What to Do if Your Child is Sick

Most healthy children may be treated at home with fluids and fever-reducing medicines that don’t contain aspirin. Flu-like symptoms, including fever, can often last 5-7 days, and for most patients, increasing fluid intake and taking fever-reducing medications (that do NOT contain aspirin) work effectively. Some pharmacies and stores may be experiencing shortages of children’s cold medicine – read our tips for how to handle this challenge. 

The Sadowsky Family Pediatric Emergency Department at Baystate Children’s Hospital provides treatment for medical emergencies 24/7.

"While the Pediatric Emergency Department is experiencing long wait times because of the surge in these respiratory illnesses, we ask that if your child has moderate or severe cold symptoms, please call your child’s primary care provider first to discuss your child’s symptoms. In mild to moderate cases, fluids and symptom relief for fever, congestion and cough can be helpful," says Dr. Boney.

When to Call Your Pediatrician

Your child needs medical care if they have the following symptoms:

  • Any fever over 100.4 in an infant less than 3 months old
  • If you child has a chronic medical condition
  • Fever that does not respond to fluids, rest, and fever-reducing medications or last longer than 5 days
  • Extreme fatigue
  • Headache that does not go away
  • Wheezing
  • Vomiting and/or signs of dehydration (decreased urination or decreased tears when crying)
  • Back pain
  • Weak legs or feet
  • Severe muscle pain
  • Red urine

When to Go to the Pediatric Emergency Room

Dr. Boney recommends visiting the pediatric emergency department if your child has:

  • Inconsolable irritability
  • Labored breathing and a persistent cough
  • Neck stiffness
  • Confusion

Learn more about where to go when you're sick: the emergency room, convenient care, or primary care.

Flu and Other Respiratory Bugs

The respiratory bugs striking early and currently contributing to packed hospitals this fall include RSV (respiratory syncytial virus), enterovirus, and rhinovirus.

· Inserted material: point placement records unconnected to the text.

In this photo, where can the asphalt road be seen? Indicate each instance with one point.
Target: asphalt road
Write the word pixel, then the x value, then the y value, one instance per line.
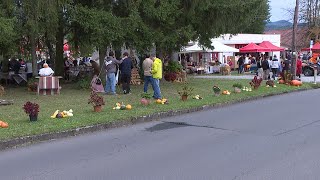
pixel 250 76
pixel 269 139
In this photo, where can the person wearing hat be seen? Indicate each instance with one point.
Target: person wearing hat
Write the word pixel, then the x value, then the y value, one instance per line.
pixel 299 67
pixel 46 70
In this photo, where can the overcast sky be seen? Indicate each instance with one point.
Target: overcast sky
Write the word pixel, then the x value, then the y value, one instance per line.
pixel 278 11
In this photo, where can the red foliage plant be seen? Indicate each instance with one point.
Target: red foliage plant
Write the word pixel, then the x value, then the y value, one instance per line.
pixel 31 108
pixel 255 82
pixel 95 99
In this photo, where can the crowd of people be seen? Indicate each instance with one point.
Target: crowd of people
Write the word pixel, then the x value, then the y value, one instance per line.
pixel 268 67
pixel 152 68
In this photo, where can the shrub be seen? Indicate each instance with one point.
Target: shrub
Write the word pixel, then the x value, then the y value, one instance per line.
pixel 237 85
pixel 31 109
pixel 95 99
pixel 255 82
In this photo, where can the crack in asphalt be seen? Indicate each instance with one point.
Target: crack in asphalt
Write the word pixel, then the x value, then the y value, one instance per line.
pixel 200 126
pixel 291 130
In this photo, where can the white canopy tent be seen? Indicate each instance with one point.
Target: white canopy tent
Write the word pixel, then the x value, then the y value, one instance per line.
pixel 217 47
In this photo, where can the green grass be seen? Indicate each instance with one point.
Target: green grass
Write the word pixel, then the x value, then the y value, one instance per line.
pixel 71 98
pixel 233 73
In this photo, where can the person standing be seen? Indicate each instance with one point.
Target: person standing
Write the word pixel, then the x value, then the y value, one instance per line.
pixel 286 66
pixel 147 65
pixel 274 67
pixel 240 63
pixel 299 67
pixel 265 68
pixel 156 71
pixel 111 68
pixel 125 68
pixel 259 66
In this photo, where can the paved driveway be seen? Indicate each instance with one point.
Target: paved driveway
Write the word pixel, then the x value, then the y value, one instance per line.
pixel 272 138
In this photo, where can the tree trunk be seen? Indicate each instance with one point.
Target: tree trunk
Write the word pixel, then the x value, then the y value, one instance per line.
pixel 294 48
pixel 50 48
pixel 102 54
pixel 58 63
pixel 33 55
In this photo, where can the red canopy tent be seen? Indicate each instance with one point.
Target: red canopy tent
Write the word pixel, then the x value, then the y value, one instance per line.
pixel 315 47
pixel 253 48
pixel 269 45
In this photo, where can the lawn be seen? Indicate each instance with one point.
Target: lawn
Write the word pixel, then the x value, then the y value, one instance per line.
pixel 72 98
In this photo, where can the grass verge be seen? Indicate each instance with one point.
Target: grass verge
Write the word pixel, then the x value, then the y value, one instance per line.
pixel 71 98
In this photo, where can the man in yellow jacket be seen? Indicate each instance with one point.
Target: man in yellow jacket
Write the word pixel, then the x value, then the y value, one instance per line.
pixel 156 72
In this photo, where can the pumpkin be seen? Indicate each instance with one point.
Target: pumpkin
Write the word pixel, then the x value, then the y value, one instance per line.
pixel 128 107
pixel 144 101
pixel 296 83
pixel 123 107
pixel 3 124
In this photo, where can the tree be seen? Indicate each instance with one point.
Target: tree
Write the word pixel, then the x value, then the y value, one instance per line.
pixel 7 28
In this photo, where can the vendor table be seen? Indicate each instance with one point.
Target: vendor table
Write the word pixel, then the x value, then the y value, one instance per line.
pixel 19 78
pixel 48 85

RSV is a common respiratory virus that usually causes mild, cold-like symptoms. Most people recover in a week or two, but RSV can be serious, especially for infants and older adults. RSV is the most common cause of bronchiolitis (inflammation of the small airways in the lung) and pneumonia (infection of the lungs) in children younger than 1 year of age in the United States.

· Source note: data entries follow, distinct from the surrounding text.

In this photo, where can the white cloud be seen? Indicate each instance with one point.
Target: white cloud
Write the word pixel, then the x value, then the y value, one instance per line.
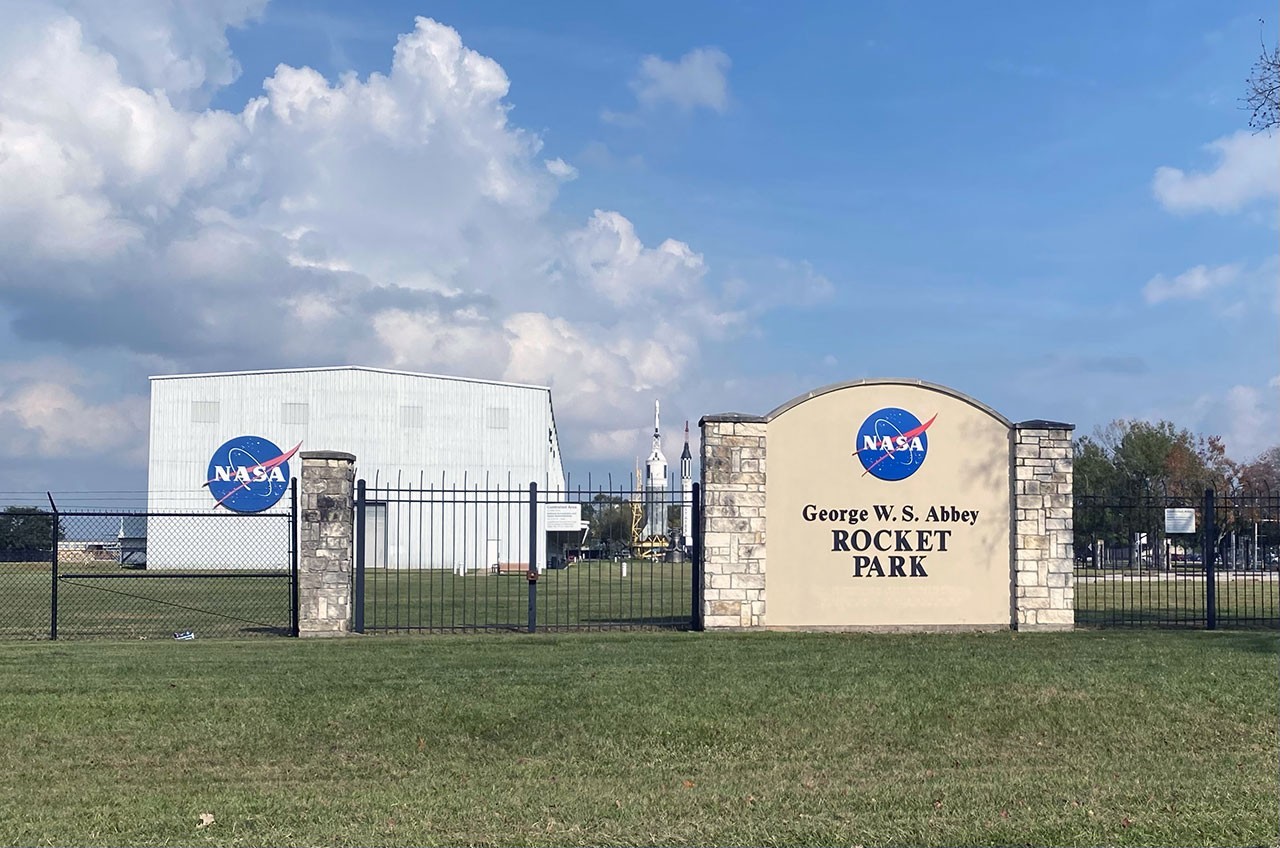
pixel 1251 419
pixel 45 415
pixel 1192 283
pixel 696 80
pixel 400 219
pixel 561 169
pixel 1248 169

Many different respiratory viruses can cause the common cold, but rhinoviruses are the most common. Rhinoviruses can also trigger asthma attacks and have been linked to sinus and ear infections.

Learn more about RSV symptoms and what to watch for at healthychildren.org.

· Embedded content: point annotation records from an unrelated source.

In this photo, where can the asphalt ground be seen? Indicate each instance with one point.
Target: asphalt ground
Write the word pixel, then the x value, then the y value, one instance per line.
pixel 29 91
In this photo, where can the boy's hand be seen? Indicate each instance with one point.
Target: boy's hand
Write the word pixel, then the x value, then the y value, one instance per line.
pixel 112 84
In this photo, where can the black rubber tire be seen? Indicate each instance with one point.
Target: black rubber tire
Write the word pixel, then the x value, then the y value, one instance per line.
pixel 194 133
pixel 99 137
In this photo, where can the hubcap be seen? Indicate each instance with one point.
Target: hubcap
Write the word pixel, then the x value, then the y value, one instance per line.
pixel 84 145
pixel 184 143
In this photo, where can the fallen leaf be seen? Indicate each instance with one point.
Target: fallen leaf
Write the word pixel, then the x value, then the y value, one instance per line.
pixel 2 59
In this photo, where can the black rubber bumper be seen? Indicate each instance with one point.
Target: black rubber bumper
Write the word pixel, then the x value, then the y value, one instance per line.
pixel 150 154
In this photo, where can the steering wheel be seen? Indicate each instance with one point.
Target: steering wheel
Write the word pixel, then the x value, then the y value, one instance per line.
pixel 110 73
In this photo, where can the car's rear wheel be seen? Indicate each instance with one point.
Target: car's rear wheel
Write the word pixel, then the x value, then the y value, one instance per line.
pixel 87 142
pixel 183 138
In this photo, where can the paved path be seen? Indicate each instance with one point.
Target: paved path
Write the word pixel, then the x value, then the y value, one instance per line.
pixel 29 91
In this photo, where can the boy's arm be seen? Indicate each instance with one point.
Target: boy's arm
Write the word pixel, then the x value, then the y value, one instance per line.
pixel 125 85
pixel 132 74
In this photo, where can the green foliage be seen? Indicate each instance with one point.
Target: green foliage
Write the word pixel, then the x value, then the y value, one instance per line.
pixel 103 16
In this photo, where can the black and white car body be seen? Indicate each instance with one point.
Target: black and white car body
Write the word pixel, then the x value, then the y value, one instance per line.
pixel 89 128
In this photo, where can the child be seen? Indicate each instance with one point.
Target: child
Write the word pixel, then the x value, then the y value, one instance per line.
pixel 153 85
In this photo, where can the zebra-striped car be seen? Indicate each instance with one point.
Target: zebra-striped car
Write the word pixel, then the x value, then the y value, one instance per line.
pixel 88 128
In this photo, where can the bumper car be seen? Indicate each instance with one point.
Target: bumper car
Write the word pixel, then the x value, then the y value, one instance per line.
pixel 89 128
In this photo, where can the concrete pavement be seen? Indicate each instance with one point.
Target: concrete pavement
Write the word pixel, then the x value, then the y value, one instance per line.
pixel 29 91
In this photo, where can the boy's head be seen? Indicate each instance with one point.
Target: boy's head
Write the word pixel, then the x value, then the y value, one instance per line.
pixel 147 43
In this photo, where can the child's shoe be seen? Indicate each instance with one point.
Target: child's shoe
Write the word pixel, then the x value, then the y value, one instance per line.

Common Flu Symptoms in Kids

A child with the flu will typically experience:

  • Fever
  • Chills
  • Headache
  • Runny nose
  • Cough
  • Nausea
  • Fatigue
  • Loss of appetite
  • Sore throat

Common Cold and Respiratory Symptoms

Most people who get infected with non-polio enteroviruses do not get sick, or they only have mild illness, like the common cold.

Symptoms of mild illness can include fever, runny nose, sneezing, cough, skin rash, mouth blisters, and body and muscle aches.

Get Your Flu Shot 

Increased flu vaccination for both adults and children could help reduce the risk of a more severe flu season.

“Be sure you and your child get your yearly influenza vaccine right now and your COVID booster when eligible,” says Dr. Boney.